"Only, when I dreamt of Ivan and the angels, I never saw my mother up there; but since I dream of you, my mother is always with us. I told mamma so," Irene added, seriously.
Madame Paul looked at me again, and bursting into tears said: "Ah, monsieur, all my dread is that this child will not live; her beauty, her gravity, like her ideas and her character, are not suited to her age, are not of this world. Would you believe it, except to the princess, to you, and to me, she never speaks to any one of what she has just said? The princess has impressed upon her not to mention to any one that she saw you here, and I am very sure she never will. Ah, monsieur, I pray Heaven daily that this child may be spared to us."
"And she will be spared, be assured!
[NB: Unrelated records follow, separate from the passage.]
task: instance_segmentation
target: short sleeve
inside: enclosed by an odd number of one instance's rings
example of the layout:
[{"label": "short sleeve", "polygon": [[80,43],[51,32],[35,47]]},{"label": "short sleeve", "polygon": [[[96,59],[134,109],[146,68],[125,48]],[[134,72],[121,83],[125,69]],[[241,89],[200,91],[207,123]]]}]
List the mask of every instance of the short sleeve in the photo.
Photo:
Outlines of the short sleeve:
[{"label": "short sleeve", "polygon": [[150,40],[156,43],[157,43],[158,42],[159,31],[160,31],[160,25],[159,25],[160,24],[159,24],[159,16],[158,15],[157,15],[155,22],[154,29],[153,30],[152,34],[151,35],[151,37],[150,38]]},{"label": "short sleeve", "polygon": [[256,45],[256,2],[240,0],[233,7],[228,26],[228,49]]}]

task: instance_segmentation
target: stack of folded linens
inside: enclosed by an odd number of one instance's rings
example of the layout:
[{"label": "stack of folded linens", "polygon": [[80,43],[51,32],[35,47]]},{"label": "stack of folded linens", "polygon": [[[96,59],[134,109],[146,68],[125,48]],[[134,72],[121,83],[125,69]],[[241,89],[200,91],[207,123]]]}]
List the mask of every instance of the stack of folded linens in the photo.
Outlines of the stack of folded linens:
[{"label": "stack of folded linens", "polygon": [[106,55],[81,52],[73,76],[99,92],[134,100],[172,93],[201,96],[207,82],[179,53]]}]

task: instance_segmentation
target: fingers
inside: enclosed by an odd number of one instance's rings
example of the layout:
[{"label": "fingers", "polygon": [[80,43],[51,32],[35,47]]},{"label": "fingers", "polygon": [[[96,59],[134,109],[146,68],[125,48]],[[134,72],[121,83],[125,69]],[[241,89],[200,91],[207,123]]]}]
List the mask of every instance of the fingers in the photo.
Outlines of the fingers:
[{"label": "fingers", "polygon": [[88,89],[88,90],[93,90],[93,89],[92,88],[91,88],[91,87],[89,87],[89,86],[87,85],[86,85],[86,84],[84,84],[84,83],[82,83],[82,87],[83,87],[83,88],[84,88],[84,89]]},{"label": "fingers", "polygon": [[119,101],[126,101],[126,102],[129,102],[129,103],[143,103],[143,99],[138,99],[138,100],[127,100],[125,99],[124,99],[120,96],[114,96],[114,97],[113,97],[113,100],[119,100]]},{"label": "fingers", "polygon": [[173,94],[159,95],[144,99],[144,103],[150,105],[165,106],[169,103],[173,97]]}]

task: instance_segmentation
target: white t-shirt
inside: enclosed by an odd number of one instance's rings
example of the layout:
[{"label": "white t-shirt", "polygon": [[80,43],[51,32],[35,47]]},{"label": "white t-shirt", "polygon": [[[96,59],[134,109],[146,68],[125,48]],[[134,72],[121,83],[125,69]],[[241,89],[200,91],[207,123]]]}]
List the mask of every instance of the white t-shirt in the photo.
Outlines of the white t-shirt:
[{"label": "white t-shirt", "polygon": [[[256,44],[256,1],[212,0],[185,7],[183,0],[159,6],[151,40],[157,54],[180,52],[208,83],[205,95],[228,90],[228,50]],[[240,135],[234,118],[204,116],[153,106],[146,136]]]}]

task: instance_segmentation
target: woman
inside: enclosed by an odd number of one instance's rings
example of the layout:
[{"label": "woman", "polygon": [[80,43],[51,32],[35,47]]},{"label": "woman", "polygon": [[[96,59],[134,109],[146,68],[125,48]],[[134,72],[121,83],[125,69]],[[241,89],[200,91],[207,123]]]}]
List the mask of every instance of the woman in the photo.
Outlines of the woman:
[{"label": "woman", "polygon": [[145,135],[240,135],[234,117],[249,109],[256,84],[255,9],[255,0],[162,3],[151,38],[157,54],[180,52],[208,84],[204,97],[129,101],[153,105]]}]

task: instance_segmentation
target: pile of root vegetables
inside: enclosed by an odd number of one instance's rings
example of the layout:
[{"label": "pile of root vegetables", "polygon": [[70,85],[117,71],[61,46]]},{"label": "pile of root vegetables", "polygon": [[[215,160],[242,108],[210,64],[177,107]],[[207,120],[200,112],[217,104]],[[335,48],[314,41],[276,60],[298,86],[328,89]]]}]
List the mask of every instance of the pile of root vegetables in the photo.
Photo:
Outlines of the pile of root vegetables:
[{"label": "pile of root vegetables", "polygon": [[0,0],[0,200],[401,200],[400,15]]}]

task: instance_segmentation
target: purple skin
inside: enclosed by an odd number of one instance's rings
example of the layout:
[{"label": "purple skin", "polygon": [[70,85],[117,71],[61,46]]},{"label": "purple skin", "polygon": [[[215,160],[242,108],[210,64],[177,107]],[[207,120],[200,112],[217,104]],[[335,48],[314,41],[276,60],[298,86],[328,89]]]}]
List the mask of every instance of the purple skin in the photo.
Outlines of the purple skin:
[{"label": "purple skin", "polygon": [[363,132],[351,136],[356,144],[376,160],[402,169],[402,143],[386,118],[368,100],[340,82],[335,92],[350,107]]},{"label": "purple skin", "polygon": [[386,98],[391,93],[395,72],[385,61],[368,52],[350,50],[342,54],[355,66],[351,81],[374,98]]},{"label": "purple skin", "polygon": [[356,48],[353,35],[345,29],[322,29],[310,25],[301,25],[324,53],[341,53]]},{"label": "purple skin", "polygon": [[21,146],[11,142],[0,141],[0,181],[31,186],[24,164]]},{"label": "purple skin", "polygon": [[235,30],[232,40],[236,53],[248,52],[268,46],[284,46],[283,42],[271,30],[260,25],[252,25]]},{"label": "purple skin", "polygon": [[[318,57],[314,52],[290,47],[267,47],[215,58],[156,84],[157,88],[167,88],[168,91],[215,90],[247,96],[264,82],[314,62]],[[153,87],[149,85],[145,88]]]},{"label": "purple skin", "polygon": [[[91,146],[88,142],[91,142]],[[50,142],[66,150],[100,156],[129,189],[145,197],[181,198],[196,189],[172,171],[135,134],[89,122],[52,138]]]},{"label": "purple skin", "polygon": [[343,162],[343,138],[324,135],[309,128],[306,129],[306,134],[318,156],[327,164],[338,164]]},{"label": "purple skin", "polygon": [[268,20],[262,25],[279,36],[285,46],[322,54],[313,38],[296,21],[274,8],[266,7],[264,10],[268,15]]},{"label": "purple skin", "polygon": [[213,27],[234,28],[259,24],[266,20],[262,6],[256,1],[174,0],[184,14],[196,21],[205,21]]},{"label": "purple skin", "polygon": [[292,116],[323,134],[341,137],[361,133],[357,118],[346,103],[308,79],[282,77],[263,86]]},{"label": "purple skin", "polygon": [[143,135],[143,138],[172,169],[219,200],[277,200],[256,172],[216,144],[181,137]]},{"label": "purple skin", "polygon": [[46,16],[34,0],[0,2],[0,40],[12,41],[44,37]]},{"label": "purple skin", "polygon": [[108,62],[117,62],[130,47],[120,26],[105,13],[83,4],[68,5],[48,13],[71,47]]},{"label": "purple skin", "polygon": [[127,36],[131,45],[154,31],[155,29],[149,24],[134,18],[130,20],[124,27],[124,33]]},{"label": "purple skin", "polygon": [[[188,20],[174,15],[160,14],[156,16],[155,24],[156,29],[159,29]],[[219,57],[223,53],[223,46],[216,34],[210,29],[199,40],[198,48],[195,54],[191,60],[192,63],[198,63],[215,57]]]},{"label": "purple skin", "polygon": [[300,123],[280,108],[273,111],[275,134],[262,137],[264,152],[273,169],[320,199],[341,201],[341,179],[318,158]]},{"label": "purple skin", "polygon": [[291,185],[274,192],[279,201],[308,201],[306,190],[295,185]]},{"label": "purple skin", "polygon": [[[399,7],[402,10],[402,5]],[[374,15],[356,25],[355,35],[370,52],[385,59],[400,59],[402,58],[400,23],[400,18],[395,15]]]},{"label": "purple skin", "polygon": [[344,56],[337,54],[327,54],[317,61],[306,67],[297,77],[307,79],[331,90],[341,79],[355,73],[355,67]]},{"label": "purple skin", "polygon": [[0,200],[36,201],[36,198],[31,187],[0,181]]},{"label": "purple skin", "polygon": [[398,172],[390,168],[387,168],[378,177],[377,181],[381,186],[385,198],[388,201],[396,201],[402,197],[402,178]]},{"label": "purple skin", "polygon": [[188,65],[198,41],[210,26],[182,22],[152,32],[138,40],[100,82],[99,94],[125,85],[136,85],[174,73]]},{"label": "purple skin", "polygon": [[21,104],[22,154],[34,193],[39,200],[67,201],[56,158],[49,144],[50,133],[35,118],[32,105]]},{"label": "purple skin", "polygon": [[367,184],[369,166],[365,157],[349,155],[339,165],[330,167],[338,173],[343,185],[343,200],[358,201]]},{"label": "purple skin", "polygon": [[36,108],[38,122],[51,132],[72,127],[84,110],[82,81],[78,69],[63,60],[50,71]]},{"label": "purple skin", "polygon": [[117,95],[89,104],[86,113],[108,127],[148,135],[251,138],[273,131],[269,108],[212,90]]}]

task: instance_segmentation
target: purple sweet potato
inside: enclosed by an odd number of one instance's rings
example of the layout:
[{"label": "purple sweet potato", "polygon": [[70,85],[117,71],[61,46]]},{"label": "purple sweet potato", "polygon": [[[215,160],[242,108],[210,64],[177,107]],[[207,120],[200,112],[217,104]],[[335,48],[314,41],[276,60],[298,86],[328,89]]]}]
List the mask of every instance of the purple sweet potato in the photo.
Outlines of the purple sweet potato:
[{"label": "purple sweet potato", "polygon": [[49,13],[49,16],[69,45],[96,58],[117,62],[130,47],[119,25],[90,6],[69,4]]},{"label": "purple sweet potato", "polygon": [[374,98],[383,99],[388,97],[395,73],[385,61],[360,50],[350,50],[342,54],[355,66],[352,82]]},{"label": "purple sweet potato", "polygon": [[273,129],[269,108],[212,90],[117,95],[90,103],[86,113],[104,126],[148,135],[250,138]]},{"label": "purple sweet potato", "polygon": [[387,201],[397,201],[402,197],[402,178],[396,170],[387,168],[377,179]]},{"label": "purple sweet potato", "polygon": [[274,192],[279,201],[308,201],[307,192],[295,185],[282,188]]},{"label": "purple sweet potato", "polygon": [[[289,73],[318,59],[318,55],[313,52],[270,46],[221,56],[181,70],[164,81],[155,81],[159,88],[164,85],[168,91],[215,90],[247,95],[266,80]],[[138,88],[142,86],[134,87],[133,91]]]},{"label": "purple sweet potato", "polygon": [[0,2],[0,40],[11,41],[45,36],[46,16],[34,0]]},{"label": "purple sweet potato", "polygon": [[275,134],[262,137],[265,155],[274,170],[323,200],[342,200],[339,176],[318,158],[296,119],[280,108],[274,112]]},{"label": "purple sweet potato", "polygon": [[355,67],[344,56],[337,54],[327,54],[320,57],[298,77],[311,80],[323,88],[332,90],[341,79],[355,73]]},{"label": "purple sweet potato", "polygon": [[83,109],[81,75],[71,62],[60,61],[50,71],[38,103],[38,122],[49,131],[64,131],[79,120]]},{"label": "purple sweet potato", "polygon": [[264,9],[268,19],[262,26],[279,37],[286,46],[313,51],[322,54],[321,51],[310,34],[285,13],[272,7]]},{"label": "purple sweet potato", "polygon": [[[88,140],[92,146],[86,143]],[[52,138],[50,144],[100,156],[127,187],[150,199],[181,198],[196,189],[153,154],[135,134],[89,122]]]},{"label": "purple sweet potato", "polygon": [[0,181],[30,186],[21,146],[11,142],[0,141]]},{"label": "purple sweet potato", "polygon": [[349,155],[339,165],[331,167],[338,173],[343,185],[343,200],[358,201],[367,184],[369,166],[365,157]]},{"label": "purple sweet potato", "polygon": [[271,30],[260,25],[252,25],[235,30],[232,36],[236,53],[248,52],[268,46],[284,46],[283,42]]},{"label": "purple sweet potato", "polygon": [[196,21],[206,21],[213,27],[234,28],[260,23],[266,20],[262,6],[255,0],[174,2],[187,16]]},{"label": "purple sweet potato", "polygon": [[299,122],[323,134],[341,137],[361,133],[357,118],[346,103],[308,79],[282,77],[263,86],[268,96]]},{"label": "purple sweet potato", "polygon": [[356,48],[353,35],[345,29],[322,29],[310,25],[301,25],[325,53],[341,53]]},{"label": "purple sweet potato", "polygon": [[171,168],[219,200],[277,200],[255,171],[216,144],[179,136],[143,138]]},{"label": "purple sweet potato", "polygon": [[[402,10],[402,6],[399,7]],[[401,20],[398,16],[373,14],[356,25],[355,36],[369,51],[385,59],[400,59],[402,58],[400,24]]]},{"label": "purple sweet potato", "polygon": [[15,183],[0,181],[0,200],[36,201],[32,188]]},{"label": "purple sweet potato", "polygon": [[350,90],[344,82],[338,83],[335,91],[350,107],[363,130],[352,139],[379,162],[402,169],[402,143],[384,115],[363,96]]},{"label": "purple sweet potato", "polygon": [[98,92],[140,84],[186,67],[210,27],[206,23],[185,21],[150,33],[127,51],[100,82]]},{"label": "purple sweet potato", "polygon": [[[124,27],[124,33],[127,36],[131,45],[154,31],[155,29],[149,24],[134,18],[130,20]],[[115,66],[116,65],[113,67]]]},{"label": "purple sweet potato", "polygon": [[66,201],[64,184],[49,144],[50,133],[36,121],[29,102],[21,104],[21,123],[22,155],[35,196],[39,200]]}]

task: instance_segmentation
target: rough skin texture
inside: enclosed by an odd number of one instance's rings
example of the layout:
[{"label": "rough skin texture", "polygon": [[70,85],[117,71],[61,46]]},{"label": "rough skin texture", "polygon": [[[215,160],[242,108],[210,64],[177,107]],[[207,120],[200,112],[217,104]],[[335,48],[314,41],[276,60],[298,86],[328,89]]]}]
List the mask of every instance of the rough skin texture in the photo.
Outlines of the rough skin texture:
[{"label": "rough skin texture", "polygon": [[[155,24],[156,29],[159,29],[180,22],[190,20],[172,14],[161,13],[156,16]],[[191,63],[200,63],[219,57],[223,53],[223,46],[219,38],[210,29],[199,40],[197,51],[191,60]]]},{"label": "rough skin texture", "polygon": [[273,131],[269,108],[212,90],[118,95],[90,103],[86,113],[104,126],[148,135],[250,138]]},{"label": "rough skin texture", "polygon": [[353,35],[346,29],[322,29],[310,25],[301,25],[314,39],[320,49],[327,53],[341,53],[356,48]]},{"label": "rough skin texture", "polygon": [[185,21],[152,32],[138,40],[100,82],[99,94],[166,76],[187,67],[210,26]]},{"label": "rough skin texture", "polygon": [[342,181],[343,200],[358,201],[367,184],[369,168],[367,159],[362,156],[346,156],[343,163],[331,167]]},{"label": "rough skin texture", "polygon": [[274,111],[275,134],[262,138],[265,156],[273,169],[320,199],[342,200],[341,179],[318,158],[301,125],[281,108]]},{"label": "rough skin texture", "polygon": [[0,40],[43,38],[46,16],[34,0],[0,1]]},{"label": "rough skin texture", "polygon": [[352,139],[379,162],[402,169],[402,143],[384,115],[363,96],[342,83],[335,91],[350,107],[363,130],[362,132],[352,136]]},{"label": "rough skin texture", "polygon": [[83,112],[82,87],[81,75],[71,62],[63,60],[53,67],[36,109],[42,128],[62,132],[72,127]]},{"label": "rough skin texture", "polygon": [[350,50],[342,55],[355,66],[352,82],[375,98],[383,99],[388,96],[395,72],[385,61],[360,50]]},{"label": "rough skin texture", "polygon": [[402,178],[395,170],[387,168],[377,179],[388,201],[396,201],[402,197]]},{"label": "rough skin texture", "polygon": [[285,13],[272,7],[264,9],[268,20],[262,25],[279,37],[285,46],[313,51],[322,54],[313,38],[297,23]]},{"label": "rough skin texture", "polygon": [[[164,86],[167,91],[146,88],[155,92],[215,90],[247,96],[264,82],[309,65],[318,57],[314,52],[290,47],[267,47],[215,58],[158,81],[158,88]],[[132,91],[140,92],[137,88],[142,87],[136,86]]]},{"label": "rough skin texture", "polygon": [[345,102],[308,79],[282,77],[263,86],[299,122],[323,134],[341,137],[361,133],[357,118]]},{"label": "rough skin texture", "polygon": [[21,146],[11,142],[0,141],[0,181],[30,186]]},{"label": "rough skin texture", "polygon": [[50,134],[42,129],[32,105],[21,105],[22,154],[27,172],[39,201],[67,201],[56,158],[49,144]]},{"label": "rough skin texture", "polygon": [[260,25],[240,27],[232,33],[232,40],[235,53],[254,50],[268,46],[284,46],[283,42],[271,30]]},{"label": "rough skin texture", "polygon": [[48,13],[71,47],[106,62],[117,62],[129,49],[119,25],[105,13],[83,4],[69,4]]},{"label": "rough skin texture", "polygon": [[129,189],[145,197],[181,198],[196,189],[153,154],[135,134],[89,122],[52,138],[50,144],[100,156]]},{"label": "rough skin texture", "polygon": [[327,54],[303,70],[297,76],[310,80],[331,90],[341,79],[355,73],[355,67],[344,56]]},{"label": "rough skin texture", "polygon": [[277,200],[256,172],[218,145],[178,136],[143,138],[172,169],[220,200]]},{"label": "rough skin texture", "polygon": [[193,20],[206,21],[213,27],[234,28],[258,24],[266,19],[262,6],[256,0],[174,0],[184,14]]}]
Children who are silent and thoughtful are always dreamy and excitable; it is not surprising. Do not be uneasy. Well, good-bye, Irene; and you, Madame Paul, assure the princess of my respectful regards, and say how grateful I am for the promise she made me to send me daily my little friend."
"Adieu, then, till to-morrow, Irene," and I kissed her tenderly.
"Till to-morrow," repeated the child, with a happy but grave and serious smile.
Then her nurse wrapped her warm pelisse around her, and Irene went off, turning several times, however, to say adieu with her little hand.
Superstitious as I am, and inclined to tender and lofty sentiments by my love for Catherine, this conversation had aroused in me the most varied emotions,—emotions at once sombre and beaming, cruel and radiant.
I was happy. The strange predictions which Irene repeated to her mother must, if Catherine loved me, recall me to her heart daily, and it was the voice of her child, her beloved child, which continually uttered my name!
And this strange, fatal connection between Ivan's death and the fate that might be awaiting me,—must it not act upon Madame de Fersen's imagination and excite her interest in me? If she saw but little of me, did she not know that this reserve on my part was a cruel sacrifice I imposed upon myself for her sake?
At other times, I acknowledge the weakness, the persistency of Irene's predictions, in spite of myself, chilled me.